Subtitled The Odyssey of Homer, A Tale of Love, Adventure and Sub-Standard Navigation Near Ancient Greece, this was the script of the play I and two others performed for Stephen and Mathilde’s wedding feast. Rob played all the women and baddies, including the Cyclops (with a hand placed solemnly over one eye), and his lovely wife Natal’a played Odysseus.

[September 1998]

Odysseus, who fought the Trojan War,
Was master of the sword and axe and knife,
But still he had one single, fatal flaw:
He couldn’t steer a ship to save his life.

He fought the Trojan War with might and main,
But Ithaca was home to him, not Troy.
So now he yearned to see his wife again,
And thought he’d take a shortcut – silly boy!

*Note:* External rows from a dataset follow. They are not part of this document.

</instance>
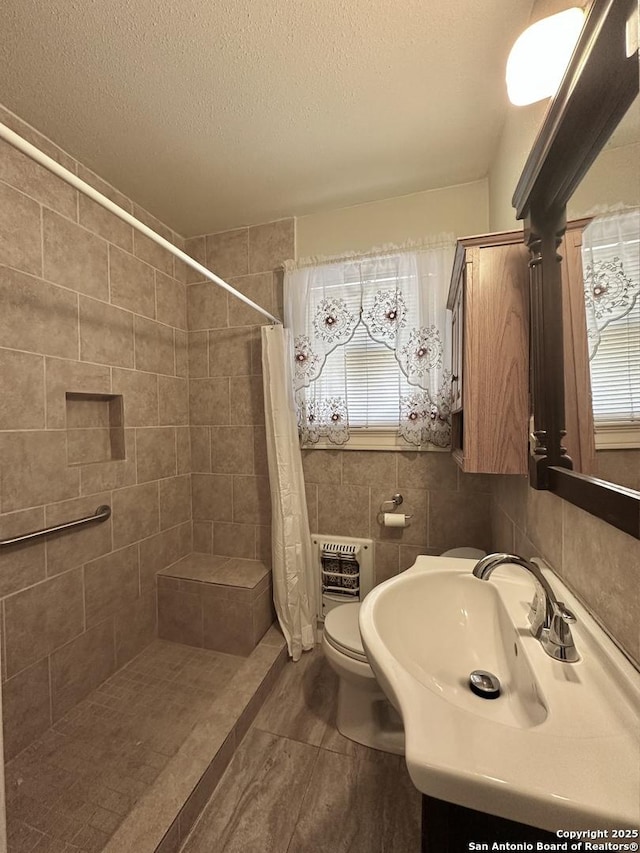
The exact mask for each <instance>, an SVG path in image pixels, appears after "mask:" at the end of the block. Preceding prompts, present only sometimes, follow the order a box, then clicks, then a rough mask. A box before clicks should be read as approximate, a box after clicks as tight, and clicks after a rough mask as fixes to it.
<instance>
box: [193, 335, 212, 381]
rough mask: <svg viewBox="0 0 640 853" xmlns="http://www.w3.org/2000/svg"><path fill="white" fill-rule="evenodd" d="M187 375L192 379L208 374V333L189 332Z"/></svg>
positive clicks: (208, 339) (204, 375)
mask: <svg viewBox="0 0 640 853" xmlns="http://www.w3.org/2000/svg"><path fill="white" fill-rule="evenodd" d="M188 353H189V377H190V378H192V379H196V378H201V377H205V376H208V375H209V333H208V332H204V331H203V332H189V337H188Z"/></svg>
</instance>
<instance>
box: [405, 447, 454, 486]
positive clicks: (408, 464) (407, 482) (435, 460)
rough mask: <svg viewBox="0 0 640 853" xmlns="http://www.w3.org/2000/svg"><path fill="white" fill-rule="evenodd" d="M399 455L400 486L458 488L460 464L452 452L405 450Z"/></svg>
mask: <svg viewBox="0 0 640 853" xmlns="http://www.w3.org/2000/svg"><path fill="white" fill-rule="evenodd" d="M396 455H397V457H398V487H399V488H400V490H402V487H406V486H408V487H410V488H415V489H429V490H430V491H439V490H441V489H442V490H444V491H447V492H455V491H456V490H457V488H458V466H457V465H456V463H455V462H454V461H453V459H452V458H451V454H450V453H438V452H436V451H433V452H431V451H427V452H426V453H418V452H414V451H404V452H402V453H397V454H396Z"/></svg>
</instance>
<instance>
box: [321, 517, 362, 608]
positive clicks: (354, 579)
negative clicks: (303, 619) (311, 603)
mask: <svg viewBox="0 0 640 853" xmlns="http://www.w3.org/2000/svg"><path fill="white" fill-rule="evenodd" d="M311 544H312V546H313V553H314V563H315V569H316V573H317V584H318V591H319V596H318V600H319V601H320V602H321V607H320V608H319V609H320V612H319V614H318V617H319V619H320V620H324V617H325V616H326V614H327V613H328V612H329V611H330V610H333V608H334V607H338V606H339V605H340V604H347V603H349V602H354V601H356V602H357V601H362V599H363V598H364V597H365V595H366V594H367V593H368V592H370V591H371V588H372V587H373V540H372V539H355V538H352V537H350V536H324V535H319V534H315V533H314V534H312V535H311Z"/></svg>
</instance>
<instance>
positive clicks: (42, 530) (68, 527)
mask: <svg viewBox="0 0 640 853" xmlns="http://www.w3.org/2000/svg"><path fill="white" fill-rule="evenodd" d="M110 515H111V507H110V506H106V505H105V504H103V505H102V506H99V507H98V509H97V510H96V511H95V513H94V514H93V515H87V516H85V517H84V518H76V519H75V521H66V522H65V523H64V524H56V525H54V526H53V527H45V528H43V529H42V530H32V531H31V533H23V534H22V535H21V536H14V537H13V538H12V539H0V548H4V547H6V546H8V545H19V544H20V543H21V542H28V541H29V540H30V539H38V538H39V537H40V536H47V535H48V534H49V533H59V532H60V531H62V530H69V529H70V528H72V527H79V526H80V525H81V524H91V523H92V522H94V521H106V520H107V519H108V518H109V517H110Z"/></svg>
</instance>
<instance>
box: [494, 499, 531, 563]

He first got stuck, and strangely feel asleep
Upon the lotus eaters’ misty isle.
He next got trapped by Cyclops and his sheep,
But bested him in true heroic style.

Aeolus helped him trap the roguish breeze,
But then they all escaped — what rotten luck.
And Circe turned them all, despite their pleas,
From human form to pig, or cow, or duck.

The Sirens sang, and drove them all insane;
With wax inside their ears they battled free.
Charybdis tried to whirl them down the drain,
While Scylla tried to eat them all for tea.

Apollo told them, “All these cows are mine!”
The men, however, fancied steak, so: ZAP!
Then shipwreck dunked them all into the brine;
Odysseus alone survived this trap.

Odysseus upon a rock was stuck,
Without a boat to take him home to Greece.
But Zeus was rather fond of him, by luck,
And right away secured the man’s release.

Telemachus, his son, arrived by chance,
And told him news of Ithaca, his throne.
For several men, all scheming for romance,
Had realised that his wife was all alone.

He dressed in rags, all smelly and unkempt,
And watched the suitors cruelly bickering.
They treated him with undisguised contempt,
For no-one knew this beggar was their king.

Penelope, his lovely wife, decreed
A contest would be held within the town.
The winner, she reluctantly agreed,
Would gain her hand in marriage, and the crown.

The suitors took their turns at feats of strength.
The beggar sat and let them have their fun.
And when they’d proved their skills at boring length,
The beggar stood and bested every one!

He lifted up his sword and, with a lunge,
Beheaded half, and skewered all the rest.
They had to clean them all up with a sponge,
Odysseus was proved the first and best.

It took a dozen years from out his life,
And every night his noble passion burned.
For Ithaca, his home, and for his wife:
Odysseus, the King, at last returned.